= Robert Dorman =

Irish socialist activist (1859-1937)

Robert Dorman (1859 in Dublin – August 1937) was an Irish socialist activist.

He served with the Royal Navy in British Columbia and with the Young Men's Christian Association, later working in insurance. Around 1885, he was living in Derry and was already regarded as one of the most prominent socialists in the city. During the mid-1890s, almost alone, he revived outdoor meetings in Dublin.

On May Day 1894 Robert Dorman and others including William Field, J. E. Kenny and Alexander Blane, spoke from the platform at the Dublin labour demonstration in Phoenix Park Dublin. Dorman proposed a long resolution which demanded manhood suffrage; the eight-hour day; promotion of trade unionism; assimilation of the borough and parliamentary franchise; labour representation in parliament and on local boards; and payment of MPs by the state. Dorman, in calling for an eight-hour day, stressed the educative and ethical value of such a reform:

It gave the worker time for recreation, time for educating himself, and getting a knowledge of the world and the things that were taking place about him; and not only that but it gave the workingman who was the father of a family an opportunity for performing the duties of his position as a parent required of him.

Dorman had 13 children by two different wives, all of whom lived into adulthood.

Dorman announced the formation of the Irish section of the Independent Labour Party in November 1894, at an open aired meeting in Dublin in which he spoke alongside Keir Hardie. He later moved back to Dublin and there, he co-signed the letter which invited James Connolly to become the organiser of the Dublin Socialist Society.

Dorman seconded the proposal to re-form the Dublin Socialist Club as the Irish Socialist Republican Party (ISRP), and spoke alongside Connolly at the party's official launch, on the Dublin Custom House steps.
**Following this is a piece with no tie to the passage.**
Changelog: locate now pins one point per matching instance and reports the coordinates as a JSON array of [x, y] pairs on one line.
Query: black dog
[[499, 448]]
He moved to Limerick later in the year, but was unable to establish a branch of the party there, and resigned from the ISRP in June 1897.

Dorman remained a Christian socialist, and continued to give public speeches when he moved to Belfast in 1912.
He was a Quaker and was accepted into the Society of Friends in 1901. When the Belfast Labour Party was established, he became active in it and when, in 1924, it was reconstituted as the Northern Ireland Labour Party (NILP), he was elected as its first vice-president. Later in the year, he stood to succeed Joseph Davison as alderman for the Court ward on the Belfast Corporation, but he was defeated by independent Unionist John William Nixon. The Manchester Guardian reported that several women supporting Nixon were arrested on the day of the election, on charges of personation.

In 1925, Dorman was elected as the first NILP member of the Senate of Northern Ireland. He served until 1933, when he lost his seat due to the reduced number of NILP members in the Commons. He stood again in 1935, following the death of George Clark, but was defeated by the Ulster Unionist Party candidate William Gibson by 35 votes to 5.

Dorman was regarded as an expert on Irish literature of the nineteenth century, and was also known as an advocate of temperance. During the 1930s, he campaigned for the reunification of Ireland, and supported Nationalist Party candidates in several elections. Dorman visited Liverpool in mid-1937 to attend the funeral of his brother, but he died suddenly, while addressing a religious meeting, and was buried alongside him.